GM: Primeiro, cabe denunciar e dar publicidade às ações. Contra o obscurantismo, nada melhor que a luz do sol e o escrutínio amplo da opinião pública. Em seguida, buscar solidariedade das associações profissionais, de classe e espaços na mídia democrática. E por último, mas não menos importante, procurar advogados para que se constitua a defesa. É algo sério e que desperdiça tempo e dinheiro, numa conjuntura surreal e persecutória.

"Trata-se de um comportamento rastaquera de quem busca impor sua vontade sem a força dos argumentos"

CC: Como enfrentar essa onda fascistóide que tomou várias instituições e mentes do País?

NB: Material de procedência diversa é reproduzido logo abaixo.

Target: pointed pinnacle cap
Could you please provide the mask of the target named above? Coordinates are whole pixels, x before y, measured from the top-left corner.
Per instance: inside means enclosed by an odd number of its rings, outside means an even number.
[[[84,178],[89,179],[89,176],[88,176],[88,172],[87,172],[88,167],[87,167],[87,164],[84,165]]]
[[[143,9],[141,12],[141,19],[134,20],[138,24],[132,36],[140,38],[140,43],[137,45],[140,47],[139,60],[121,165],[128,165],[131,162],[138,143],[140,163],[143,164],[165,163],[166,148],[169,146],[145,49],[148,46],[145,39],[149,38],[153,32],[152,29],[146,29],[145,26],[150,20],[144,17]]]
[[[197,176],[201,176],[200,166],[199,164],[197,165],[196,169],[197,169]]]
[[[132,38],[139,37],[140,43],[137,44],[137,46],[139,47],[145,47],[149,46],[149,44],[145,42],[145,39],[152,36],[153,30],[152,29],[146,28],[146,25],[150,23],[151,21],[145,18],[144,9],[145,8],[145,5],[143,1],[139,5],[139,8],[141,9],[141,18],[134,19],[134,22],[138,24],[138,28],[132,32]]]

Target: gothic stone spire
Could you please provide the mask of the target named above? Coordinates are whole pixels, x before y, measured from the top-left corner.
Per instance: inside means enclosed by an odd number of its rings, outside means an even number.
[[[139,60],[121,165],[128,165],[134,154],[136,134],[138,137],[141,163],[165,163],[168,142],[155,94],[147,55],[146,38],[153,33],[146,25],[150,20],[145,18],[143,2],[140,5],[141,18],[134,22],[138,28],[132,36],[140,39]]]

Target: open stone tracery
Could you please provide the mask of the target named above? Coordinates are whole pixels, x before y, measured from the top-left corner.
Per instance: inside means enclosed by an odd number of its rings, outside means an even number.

GM: Faz parte da luta democrática, numa quadra histórica em que a principal liderança política do País está na cadeia sem provas e em que os golpistas tentam dar nó em pingo d'água para não perder as eleições de outubro. Ou seja, a ferocidade hidrófoba da direita e da extrema direita podem aumentar. Mas há uma fragilidade evidente: eles têm dificuldade de alavancar apoio popular.

Nossa tarefa é fazer o que fizemos há quarenta anos, ampliar o leque de aliados e deixar claro que há lógica no caos. Trata-se do comportamento rastaquera de quem busca impor sua vontade sem a força dos argumentos, mas com o argumento da força. Se tiverem sucesso, adentraremos ao império da boçalidade. Mas isso não está dado. Ainda há muita disputa a ser feita até outubro.